The Apple M1, ARM/x86 Linux Virtualization, and BOINC

The Apple M1, ARM/x86 Linux Virtualization, and BOINC

in

About six months ago, I speculated a bit on what Apple might do with their upcoming (rumored at the time) ARM transition. Apple did it, has shipped hardware, and I’ve had a chance to play with for a while now. I’ve also, as is usual for me, gone down some weird paths - like ARM Linux virtualization, x86 Linux emulation, and BOINC in an ARM VM!

The fastest Linux machine I’ve ever used is a hardware virtualized install on the Apple M1 - and this post covers how to do it!

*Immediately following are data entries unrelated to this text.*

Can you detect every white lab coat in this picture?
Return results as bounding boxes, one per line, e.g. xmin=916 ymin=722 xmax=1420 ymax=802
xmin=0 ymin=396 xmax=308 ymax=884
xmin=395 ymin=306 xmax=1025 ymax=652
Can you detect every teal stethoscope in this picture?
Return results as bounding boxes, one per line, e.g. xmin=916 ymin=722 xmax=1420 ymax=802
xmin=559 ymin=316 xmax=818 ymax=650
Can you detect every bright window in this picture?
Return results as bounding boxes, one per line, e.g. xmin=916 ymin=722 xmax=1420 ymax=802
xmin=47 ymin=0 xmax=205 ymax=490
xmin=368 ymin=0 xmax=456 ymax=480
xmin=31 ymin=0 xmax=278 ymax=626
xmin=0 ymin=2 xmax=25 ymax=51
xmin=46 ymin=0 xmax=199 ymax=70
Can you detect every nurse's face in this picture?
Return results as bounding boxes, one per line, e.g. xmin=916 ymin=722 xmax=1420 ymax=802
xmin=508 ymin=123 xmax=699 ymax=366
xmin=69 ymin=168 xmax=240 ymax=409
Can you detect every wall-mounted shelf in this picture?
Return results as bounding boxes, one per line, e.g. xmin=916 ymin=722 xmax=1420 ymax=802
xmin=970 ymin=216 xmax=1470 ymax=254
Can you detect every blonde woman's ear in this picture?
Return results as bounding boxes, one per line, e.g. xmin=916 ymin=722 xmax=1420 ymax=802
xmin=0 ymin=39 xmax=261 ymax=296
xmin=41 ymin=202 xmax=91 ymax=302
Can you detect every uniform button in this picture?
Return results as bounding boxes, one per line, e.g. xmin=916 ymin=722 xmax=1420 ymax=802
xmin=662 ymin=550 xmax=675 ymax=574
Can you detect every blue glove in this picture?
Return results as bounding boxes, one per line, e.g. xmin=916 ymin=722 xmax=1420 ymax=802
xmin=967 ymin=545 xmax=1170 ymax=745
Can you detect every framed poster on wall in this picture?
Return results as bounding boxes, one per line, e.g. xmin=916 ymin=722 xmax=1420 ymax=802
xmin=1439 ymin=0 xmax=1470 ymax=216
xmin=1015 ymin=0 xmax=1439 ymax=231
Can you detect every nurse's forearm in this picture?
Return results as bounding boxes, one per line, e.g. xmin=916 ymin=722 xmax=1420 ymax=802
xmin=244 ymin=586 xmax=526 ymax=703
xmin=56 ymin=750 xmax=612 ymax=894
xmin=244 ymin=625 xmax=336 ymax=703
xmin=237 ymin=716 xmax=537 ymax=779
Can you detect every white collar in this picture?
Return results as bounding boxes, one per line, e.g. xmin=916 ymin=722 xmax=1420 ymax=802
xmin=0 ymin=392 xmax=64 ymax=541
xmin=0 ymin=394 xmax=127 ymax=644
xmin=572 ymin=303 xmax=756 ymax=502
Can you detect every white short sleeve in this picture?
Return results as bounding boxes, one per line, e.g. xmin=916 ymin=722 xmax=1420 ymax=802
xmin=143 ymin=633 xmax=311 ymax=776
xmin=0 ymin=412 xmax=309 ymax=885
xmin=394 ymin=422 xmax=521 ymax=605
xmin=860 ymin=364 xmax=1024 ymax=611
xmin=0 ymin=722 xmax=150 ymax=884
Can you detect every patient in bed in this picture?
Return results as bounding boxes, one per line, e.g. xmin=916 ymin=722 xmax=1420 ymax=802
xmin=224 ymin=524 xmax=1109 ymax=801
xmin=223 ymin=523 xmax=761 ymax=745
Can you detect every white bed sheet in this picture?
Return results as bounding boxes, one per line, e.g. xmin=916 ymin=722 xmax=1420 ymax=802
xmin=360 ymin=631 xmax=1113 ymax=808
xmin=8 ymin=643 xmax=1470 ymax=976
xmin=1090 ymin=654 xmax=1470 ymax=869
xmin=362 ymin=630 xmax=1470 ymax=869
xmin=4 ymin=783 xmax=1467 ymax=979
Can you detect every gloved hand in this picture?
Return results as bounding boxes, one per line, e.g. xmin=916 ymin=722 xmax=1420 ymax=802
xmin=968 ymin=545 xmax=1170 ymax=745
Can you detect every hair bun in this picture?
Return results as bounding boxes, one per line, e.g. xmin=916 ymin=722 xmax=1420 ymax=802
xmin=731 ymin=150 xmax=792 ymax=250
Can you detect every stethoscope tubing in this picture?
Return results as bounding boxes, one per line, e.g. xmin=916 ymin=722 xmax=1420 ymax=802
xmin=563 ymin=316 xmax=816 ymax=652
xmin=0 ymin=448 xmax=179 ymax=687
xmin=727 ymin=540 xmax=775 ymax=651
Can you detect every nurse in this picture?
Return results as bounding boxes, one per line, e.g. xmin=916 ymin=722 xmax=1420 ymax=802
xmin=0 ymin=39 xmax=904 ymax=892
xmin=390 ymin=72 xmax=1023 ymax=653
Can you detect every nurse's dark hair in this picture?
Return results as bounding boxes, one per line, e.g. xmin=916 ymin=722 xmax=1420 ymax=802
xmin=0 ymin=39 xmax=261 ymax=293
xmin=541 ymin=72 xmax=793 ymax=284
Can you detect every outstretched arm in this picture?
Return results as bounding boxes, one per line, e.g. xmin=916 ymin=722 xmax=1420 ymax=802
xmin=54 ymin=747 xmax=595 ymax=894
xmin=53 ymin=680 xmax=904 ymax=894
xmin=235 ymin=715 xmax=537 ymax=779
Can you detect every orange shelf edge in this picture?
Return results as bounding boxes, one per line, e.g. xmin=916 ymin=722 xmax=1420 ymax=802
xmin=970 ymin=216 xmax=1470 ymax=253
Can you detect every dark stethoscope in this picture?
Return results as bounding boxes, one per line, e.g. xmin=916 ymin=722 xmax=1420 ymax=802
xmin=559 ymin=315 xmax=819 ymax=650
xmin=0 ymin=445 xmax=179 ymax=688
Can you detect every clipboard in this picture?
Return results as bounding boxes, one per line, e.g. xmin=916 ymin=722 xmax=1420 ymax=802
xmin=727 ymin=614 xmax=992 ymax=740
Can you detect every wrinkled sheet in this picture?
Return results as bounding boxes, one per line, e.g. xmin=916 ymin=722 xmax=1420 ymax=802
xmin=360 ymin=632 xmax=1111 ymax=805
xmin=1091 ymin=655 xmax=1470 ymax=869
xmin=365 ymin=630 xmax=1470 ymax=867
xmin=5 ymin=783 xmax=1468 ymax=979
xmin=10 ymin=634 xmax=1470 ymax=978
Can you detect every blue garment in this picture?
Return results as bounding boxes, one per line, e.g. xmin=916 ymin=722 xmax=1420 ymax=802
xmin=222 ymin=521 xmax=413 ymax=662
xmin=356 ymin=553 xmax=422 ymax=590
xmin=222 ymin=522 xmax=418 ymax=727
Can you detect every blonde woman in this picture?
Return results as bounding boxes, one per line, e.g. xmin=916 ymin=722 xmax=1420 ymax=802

The Short 2020 M1 Mac Mini Review

While I don’t generally make a habit of buying brand new, just-released hardware, I made an exception for the M1 and bought a M1 Mac Mini to replace an Intel Mac Mini (which had replaced a perfectly function 2014 iMac I’d still be running if the monitor hadn’t failed - the display assembly, used, cost $600 in not-cracked condition). The Intel one wasn’t doing most of what I wanted (to say the GPU sucked would be an understatement), I’ve been lusting after a mid-range ARM desktop for a long while, and the fact that things would be broken on it doesn’t bother me - it’s not a production machine for me, so I’m happy to run on the bleeding, slightly broken edge. It’s a common theme with ARM desktop use, especially 64-bit, so this is no different.

How is it? It’s fast. It’s really, really fast. Not just for the power - that’s amazing too, but simple, flat out, using it for stuff. It’s amazing. I figured it would be really good, but it’s beyond good, crossing into the “Yeah, I’ll call this magical…” realm. The fan almost never comes off idle, power consumption (I work in a solar office, remember?) is a rounding error, and it just does what I ask of it in a real hurry.

I mean, it’ll even play Kerbal Space Program with pretty darn good graphics! That’s an x86 game with no native port yet, and it’s not exactly a CPU sipper!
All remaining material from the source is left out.